The BAM files were uploaded by one of our users (it is from clinical exome sequencing). Due to the number of BAM files that are being uploaded each day, we are seeing a lot of variations in the headers. Because of this, we are focused on automating a way to determine the reference genome in cases like this (where the header doesn't provide enough info, the header may have been obscured for some reason or the header may even be missing) as opposed to asking the lab that produced the file.

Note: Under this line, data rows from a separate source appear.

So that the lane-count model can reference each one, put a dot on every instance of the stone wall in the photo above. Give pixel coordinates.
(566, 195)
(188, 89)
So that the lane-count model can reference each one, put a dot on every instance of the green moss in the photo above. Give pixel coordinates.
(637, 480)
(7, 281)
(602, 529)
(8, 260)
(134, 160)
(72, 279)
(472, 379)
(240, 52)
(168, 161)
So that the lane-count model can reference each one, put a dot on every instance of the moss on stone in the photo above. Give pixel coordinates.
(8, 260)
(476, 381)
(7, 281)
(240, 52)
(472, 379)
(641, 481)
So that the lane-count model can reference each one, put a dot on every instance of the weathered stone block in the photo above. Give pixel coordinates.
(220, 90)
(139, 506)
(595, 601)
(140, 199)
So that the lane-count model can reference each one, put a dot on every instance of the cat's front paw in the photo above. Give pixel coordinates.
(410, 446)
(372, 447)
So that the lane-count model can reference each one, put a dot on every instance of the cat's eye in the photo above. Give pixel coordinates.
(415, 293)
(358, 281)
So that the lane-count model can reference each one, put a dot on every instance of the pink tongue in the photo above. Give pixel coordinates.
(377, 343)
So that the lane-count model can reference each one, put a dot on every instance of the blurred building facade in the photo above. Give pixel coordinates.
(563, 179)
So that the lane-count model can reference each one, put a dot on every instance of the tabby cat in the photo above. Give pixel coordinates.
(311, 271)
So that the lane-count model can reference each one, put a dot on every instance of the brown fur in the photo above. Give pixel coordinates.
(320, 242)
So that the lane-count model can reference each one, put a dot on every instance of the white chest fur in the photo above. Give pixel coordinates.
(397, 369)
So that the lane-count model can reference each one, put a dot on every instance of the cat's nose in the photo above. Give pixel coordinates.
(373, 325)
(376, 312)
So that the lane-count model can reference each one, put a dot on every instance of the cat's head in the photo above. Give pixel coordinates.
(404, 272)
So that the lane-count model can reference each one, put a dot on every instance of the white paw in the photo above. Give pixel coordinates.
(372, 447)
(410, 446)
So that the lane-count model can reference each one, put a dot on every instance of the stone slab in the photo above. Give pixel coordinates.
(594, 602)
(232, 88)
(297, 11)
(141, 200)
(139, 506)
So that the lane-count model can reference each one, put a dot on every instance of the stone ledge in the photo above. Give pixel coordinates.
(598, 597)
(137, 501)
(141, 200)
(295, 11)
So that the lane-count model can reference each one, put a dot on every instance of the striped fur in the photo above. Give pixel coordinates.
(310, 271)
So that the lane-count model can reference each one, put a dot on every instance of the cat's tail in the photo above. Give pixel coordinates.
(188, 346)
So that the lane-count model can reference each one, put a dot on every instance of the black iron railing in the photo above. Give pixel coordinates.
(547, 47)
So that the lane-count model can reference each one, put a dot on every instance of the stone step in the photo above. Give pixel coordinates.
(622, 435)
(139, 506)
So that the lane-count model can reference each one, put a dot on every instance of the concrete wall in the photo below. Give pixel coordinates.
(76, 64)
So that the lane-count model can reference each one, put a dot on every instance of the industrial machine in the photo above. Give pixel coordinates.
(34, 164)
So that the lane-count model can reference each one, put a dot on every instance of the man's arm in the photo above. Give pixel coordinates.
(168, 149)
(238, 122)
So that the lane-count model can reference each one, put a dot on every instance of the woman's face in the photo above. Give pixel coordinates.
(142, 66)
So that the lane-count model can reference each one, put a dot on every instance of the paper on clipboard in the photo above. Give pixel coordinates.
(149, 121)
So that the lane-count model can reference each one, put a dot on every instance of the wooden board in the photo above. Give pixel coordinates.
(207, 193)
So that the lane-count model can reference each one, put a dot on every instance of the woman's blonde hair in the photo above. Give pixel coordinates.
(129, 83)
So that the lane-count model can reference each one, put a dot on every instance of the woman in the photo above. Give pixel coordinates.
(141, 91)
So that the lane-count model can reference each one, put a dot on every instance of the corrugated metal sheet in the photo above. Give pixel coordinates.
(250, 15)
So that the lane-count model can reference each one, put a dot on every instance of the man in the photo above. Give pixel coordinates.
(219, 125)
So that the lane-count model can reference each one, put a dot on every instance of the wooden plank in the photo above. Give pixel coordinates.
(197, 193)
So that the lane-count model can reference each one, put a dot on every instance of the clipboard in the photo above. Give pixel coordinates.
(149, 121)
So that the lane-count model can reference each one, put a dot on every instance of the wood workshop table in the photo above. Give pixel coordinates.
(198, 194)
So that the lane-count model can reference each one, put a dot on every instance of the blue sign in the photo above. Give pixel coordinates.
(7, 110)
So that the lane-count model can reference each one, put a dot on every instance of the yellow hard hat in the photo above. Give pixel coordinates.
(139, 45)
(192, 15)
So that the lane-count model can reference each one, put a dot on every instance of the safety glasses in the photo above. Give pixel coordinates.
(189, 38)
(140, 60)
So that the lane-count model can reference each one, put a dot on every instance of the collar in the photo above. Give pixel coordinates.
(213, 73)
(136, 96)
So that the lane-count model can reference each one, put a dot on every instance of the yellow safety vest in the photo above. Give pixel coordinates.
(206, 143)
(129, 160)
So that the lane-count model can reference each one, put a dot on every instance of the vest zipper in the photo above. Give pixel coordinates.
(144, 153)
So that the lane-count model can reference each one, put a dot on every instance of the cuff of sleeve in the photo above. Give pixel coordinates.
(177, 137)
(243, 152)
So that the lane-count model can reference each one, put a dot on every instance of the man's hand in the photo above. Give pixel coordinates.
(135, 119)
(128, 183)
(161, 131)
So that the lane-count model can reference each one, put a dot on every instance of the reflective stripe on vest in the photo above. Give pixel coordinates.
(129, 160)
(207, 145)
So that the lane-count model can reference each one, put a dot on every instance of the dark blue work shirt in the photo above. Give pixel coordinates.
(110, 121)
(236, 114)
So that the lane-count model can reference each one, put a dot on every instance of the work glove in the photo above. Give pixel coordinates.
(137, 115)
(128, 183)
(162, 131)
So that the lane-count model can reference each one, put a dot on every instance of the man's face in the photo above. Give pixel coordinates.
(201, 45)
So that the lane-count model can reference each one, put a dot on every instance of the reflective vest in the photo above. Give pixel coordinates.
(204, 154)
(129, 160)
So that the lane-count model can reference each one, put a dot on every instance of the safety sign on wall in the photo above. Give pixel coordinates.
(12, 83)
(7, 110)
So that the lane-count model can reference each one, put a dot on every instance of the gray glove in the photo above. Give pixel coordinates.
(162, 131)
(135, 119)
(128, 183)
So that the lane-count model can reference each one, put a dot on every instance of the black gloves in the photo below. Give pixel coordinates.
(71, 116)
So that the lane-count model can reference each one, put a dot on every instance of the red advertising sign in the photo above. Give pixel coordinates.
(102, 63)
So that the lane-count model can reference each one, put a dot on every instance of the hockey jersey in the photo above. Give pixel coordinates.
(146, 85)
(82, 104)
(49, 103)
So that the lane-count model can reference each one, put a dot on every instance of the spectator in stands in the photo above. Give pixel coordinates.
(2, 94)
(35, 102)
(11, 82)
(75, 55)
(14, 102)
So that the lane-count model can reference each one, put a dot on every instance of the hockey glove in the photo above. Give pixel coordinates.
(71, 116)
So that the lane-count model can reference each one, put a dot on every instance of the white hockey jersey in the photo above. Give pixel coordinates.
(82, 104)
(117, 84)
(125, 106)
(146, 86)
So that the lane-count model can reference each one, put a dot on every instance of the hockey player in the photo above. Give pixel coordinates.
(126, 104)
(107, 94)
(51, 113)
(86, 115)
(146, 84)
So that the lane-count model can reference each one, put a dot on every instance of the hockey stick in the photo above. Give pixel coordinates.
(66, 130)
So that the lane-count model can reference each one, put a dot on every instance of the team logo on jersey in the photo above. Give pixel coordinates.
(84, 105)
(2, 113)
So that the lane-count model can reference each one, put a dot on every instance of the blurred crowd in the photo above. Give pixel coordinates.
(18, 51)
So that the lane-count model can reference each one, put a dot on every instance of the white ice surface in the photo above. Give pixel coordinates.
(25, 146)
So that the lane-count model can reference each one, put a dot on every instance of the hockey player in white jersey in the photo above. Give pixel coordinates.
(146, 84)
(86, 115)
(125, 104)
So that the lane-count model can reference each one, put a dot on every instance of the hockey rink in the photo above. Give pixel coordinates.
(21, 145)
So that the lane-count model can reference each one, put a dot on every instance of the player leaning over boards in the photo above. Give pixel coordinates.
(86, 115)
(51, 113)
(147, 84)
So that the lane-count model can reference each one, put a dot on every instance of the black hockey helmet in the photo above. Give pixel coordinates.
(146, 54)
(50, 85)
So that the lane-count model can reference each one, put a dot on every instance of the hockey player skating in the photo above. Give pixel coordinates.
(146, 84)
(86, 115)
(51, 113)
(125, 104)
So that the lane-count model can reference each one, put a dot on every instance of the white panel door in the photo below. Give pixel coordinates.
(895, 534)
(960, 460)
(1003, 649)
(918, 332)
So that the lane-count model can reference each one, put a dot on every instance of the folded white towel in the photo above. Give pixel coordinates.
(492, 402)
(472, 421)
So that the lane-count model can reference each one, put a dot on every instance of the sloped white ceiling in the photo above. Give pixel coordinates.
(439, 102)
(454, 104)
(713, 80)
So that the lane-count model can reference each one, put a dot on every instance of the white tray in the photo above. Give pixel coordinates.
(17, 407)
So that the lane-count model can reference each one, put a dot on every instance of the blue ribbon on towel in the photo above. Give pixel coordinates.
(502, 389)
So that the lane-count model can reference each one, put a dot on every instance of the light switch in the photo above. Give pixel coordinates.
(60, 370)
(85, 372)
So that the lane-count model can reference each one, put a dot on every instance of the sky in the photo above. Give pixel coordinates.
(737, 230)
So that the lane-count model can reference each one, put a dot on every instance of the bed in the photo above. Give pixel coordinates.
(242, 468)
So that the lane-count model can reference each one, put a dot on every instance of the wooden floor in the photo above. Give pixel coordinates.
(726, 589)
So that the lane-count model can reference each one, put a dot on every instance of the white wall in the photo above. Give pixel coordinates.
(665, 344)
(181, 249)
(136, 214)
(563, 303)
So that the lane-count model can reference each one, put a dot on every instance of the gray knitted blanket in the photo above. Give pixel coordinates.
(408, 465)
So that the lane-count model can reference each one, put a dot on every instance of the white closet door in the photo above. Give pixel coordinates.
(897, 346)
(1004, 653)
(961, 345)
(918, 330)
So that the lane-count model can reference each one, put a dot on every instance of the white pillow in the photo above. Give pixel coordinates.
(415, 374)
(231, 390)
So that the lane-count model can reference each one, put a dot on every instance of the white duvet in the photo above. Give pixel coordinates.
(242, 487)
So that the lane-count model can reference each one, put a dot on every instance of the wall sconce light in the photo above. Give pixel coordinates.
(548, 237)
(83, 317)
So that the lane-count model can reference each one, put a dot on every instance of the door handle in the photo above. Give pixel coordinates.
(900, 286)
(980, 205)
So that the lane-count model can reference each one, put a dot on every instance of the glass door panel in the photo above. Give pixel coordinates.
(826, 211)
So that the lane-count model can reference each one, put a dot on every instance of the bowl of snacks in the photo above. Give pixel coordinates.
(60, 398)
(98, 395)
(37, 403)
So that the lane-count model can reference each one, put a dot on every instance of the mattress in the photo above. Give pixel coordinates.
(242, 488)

So far it sounds like using BLAT may provide a way to automate the determination of the major reference genome used for the alignment so we'll be looking into this further (how to automate this using BLAT).
For a mapped BAM, @SQ info can't be missing, or the file is corrupted.
Well then, I would suggest to force the Users to report the genome versions they used to generated the BAM files. Or even let them upload the reference in cases it is not a common version. You can develop a script based on my answer to check for the common versions. If Users tend to use many different versions, it is actually best to make a guideline of which version to use. If not possible, in special, Users have to report genome version and upload reference file. You can make a sample submission page to help with this.